Saturday, December 28, 2013

Trending YA Entertainment: 2013 - 2014

As a father of three who also works with youth, I have seen the power of entertainment to shape one's perspective of the world. Almost two years ago, I began posting reviews of the stories that most directly impact a primarily young adult audience. My goal is not to critique the art form as much as look at the worldview in the stories. Why do these stories resonate? What messages are teens absorbing?

Because my time is limited, I focus on popular trending books, films and TV shows. I freely admit to avoiding teen romances - but they aren't being turned into movies, are they? Dystopias, horror, fantasy, sci-fi, and superheroes seem to be where all the action is right now. I, for one, will not complain.

I am confident that my perspective is imperfect; nonetheless, I hope this blog can create a resource that encourages critical thinking, serious reflection, conversation, and clarity as we navigate the competing worldviews around us. Feel free to weigh in with any of your thoughts!


Suzanne Collins' The Hunger Games:  J.W. Wartick gives a good overview of the film version of Catching Fire; click here for a perspective on the entire series and here for an article that will provide multiple links for insights based on The Hunger Games and Philosophy. 

Veronica Roth's Divergent:  The book was excellent; I hope the movie lives up to the hype.

Orson Scott Card's Ender's Game:  Once again, J.W. Wartick gives a great summary of the film; my review looks at the story from a different angle.

Max Brook's World War ZThe book is brilliant.  Seriously. The movie vaguely resembled it.

Isaac Marion's Warm Bodies:  A surprisingly deep story of love and human nature.  The book was written for adults; the movie aims for a YA crowd. The content matches the target audience in each.

Beautiful Creatures: A riveting story that left a lot of unanswered questions and a little uneasiness.

The Mortal Instruments: The book was a glittering mess. Engaging, flashy, and epic, its moral center did not hold.
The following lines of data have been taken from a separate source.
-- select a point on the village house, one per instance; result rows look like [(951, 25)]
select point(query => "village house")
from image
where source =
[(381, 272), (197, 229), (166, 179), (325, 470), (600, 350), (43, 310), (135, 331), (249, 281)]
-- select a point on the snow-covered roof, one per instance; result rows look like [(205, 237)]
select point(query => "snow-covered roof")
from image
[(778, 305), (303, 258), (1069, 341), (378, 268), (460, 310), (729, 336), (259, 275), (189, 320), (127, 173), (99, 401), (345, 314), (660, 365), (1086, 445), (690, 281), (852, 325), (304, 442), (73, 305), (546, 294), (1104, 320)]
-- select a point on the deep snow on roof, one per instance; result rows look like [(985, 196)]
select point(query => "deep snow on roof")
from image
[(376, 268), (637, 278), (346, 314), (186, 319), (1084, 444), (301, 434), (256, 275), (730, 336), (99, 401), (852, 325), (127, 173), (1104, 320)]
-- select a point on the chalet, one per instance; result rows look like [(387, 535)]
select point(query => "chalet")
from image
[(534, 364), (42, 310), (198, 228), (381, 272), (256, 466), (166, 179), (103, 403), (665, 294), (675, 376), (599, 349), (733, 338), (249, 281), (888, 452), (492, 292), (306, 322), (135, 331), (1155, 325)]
Joe Hill's Horns: Stephen King's extremely talented son has written the most disturbing young adult book I have readIt's dark, vulgar, and ultimately hopeless, though there is a sort of crude justice that shows up throughout the book. And Frodo got the nod for the movie?
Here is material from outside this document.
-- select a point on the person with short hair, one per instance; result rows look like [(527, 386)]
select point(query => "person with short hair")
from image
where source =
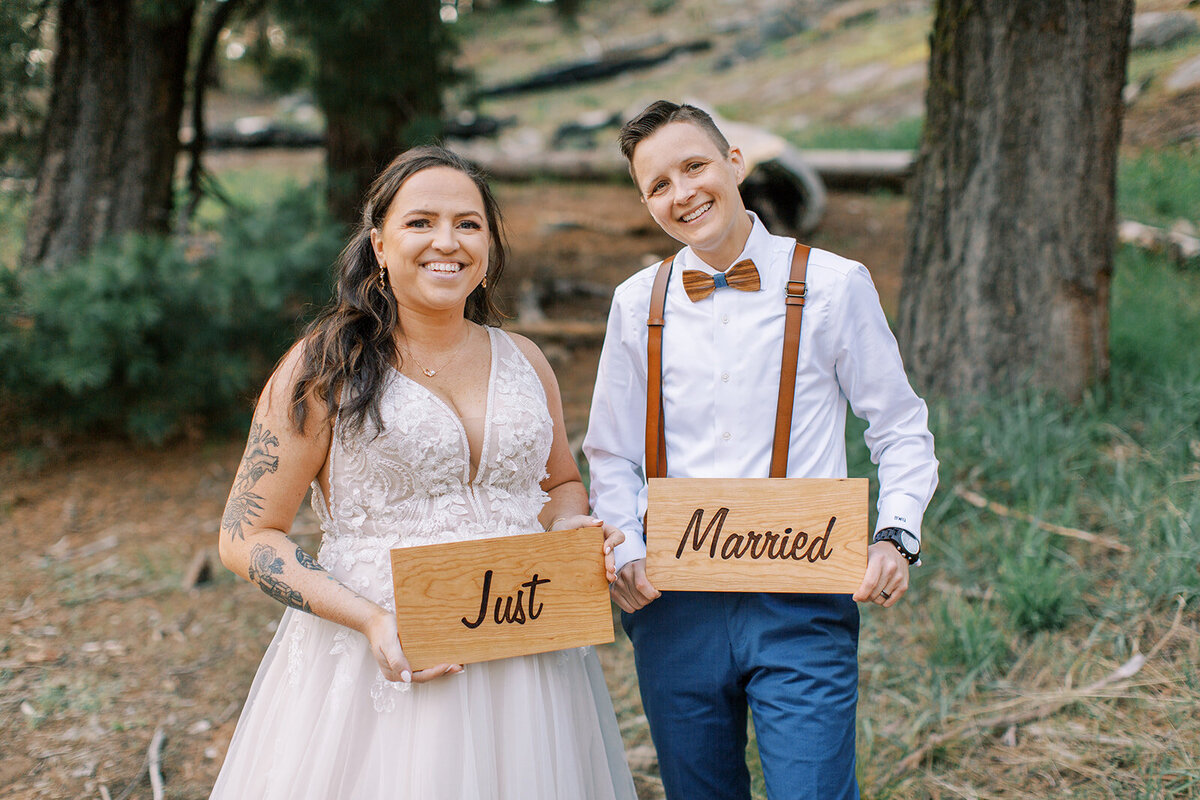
[(703, 659)]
Joseph Delaney's The Last Apprentice: The upcoming movie version (Seventh Son) looks great; the book on which it is based is okay.

Joseph Finder's Paranoia: The movie bombed in spite of being headlined by some some heavy hitters. As interesting as the book was, it didn't feel like a YA book, and the ending left a lot to be desired.
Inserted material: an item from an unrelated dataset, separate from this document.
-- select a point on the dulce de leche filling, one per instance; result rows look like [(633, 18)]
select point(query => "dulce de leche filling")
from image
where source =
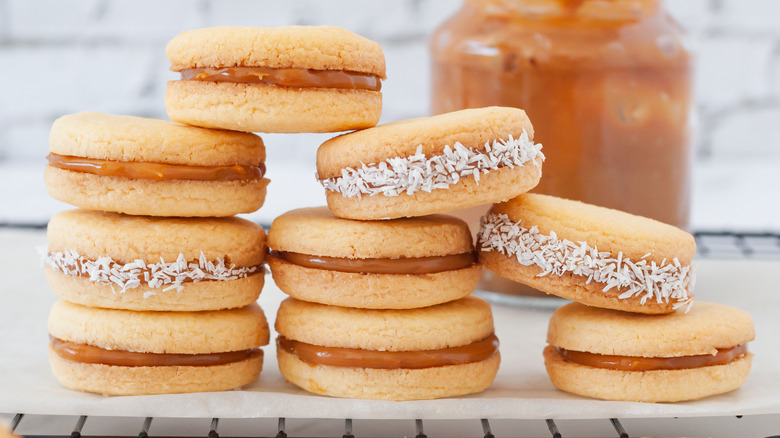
[(84, 353), (390, 360), (286, 77), (418, 265), (156, 171), (632, 363)]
Neil Shusterman's Unwind: I highly recommend this brilliant analysis of the culture of abortion.

Jonathan Mayberry's Rot and Ruin series: After reading and reviewing the first two, I bought the next two for my boys for Christmas. It's a great series that takes the zombie genre and turns it into a compelling story of character, heroism, and nobility.

Paolo Bacigalupi's The Drowned Cities:  Excellent book. It's violent and grim, but it give a thought-provoking and honest look at war, idealism, science, politics, and human nature.

Allie Condie's Matched series:  A solid-but-not-spectacular dystopic story overshadowed by The Hunger Games and the Divergent series.

Neil Gaiman's The Ocean At The End Of The Lane:  A riveting blend of mythology, religion, good, and evil that topped the Goodreads Fantasy category in 2013.

James Dashner's The Maze Runner trilogy: Though the first book is clever, I didn't care for the series overall.  Based on its incredible popularity, I am clearly in the minority.

Aprillynne Pike's Wings: A light, saccharine story of a girl who is actually a fairy and the boys who love her.

Carrie Ryan's The Forest of Hand and Teeth and Sarah Mass's Throne of Glass: Both feature strong female heroines who became increasingly less compelling as the story unfolds. Perhaps their unfolding series will accomplish more than the initial books.


The Walking Dead - It's one of the most popular shows on the AMC-can-do-no-wrong playlist. Here's a link to a series of posts that use The Walking Dead and Philosophy to look at the deeper issues in the gruesome but compelling show.

Man of Steel: I'm a sucker for Superman movies, I admit.

Star Trek: Heart of Darkness.  J.J. Abrams is doing some cool things with this franchise.

The Wolverine: It's a dark, violent, serious chapter in the Wolverine saga. Best viewed in light of the overall story arc.

This Is The End: The apocalypse had a busy year in entertainment. This raunchy movie did not target teens, but trust me - they saw it.